Eventually, it didn’t matter if looters came or not.  Pots and pans, sofas and grand pianos were swept along in the raging water, along with boxes of jewelery.  The river and sewage water swallowed and took, and the people who had refused to budge ended up clinging to high spots, screaming for help. 

It was frustrating for emergency workers who’d begged them to leave when they could do so easily, and now these people required rescues that risked everyone’s lives.

But who can easily walk away from their home?  In Aravind Adiga’s Last Man in Tower, the younger group consisting mostly of software engineers are easily persuaded to leave Tower B, as a developer in Mumbai is offering them huge amounts of money for their aging properties.  But the older group in Tower A are less inclined toward change.  

This tower is older, and its residents have lived there from its beginning.  Despite the money offered, many of them resist leaving, even though their tower has never been properly maintained, and is likely to crash down on top of them at any moment. 

Mrs. Pinto, in late middle age, has been blind for a decade.  She has learned to negotiate her way around the building through practice and skill:  “She knew she had taken three steps down when she reached ‘the Diamond’: a rhomboidal crevice in the fourth step.  Seven steps and two landings later came ‘the Bad Tooth’.  Sliding along the wall her palm encountered a molar-shaped patch in the plaster, which felt like the back of her teeth when they had cavities in them.  This means she had almost reached the second floor.”  Yet even she eventually realizes that in a new building, safe from decay, and with lots of money in her pocket, she can learn to find her way again.

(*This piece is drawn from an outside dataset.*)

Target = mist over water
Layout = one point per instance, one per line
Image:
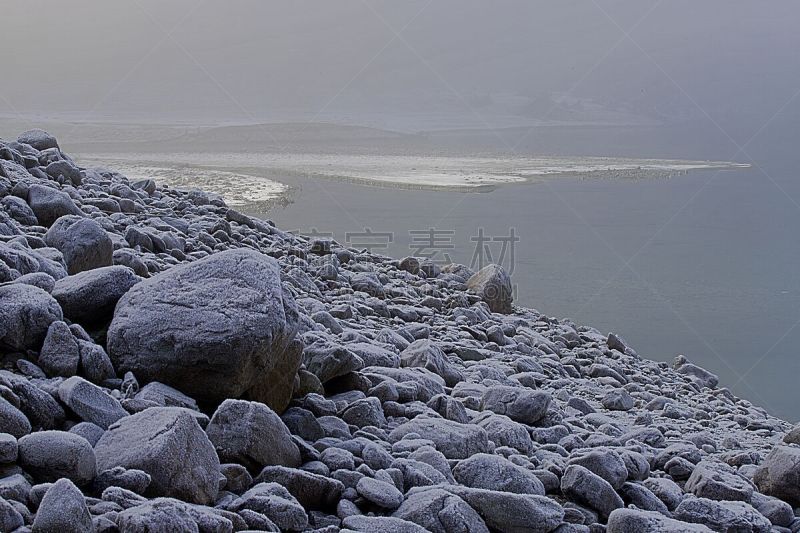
(704, 264)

The Socialist Mrs. Rego has a deep distrust of developers, and her home is close to her job, working as a social worker in a neighboring slum.  She rails against moving, but when the figures add up, and she realizes she can return to the better neighborhood she’d grown up in, she takes her teenage children and skid addles.

Eventually most of the tenants let go of personal sentiments and accept the hard fact that the building is going to crumble down soon, whether by accident or purpose.  Where they had deeply resisted leaving before, now they ferociously cling to the new home their imaginations tell them they can’t live without. 
 
But the last man in the tower, once respectfully known as Masterji , but eventually referred to only as Yogesh A. Murthy, puts a crimp in their new style.  He refuses to leave.  A retired school teacher, he forces science lessons on the buildings’ reluctant children, and gets along badly with his own surviving son and daughter-in-law.  Refusing to listen to reason or his own decaying body, he ignores what he doesn’t want to observe.  But as long as one person refuses to sell out to the developer, offers to all the other tenants are off.

This novel reminded me of “The Lottery Ticket” by Anton Chekhov.  People who are at ease with their lives and each other are suddenly contemptuous of their home and relationships in the home because they glimpse an imaginary, more luxurious future.

Adiga’s characters go to extraordinary lengths to protect their homes.  For most, the homes are the imagined luxury they hope to experience, but I couldn’t blame them.  After all, their own building is in a state of rapid decay.  We hear stories all the time of buildings suddenly crashing, wiping out dozens of lives.  They must get out of that building before that happens, if they are to survive.  And they’re being offered the double incentive of a windfall that will pay for a far superior home and lifestyle.  But for Mr. Murthy, the home is the one place he can hide, refusing to see light or reason.

If you are honest about how you might behave under similar circumstances, this novel will make you squirm.  Would you go so far?  Could you actually do that?


As far as literature therapy goes, this novel helped me to better understand my values.  Of course we never really know how we might behave, not till push comes to shove.  Please read this story and let me know what you’d do.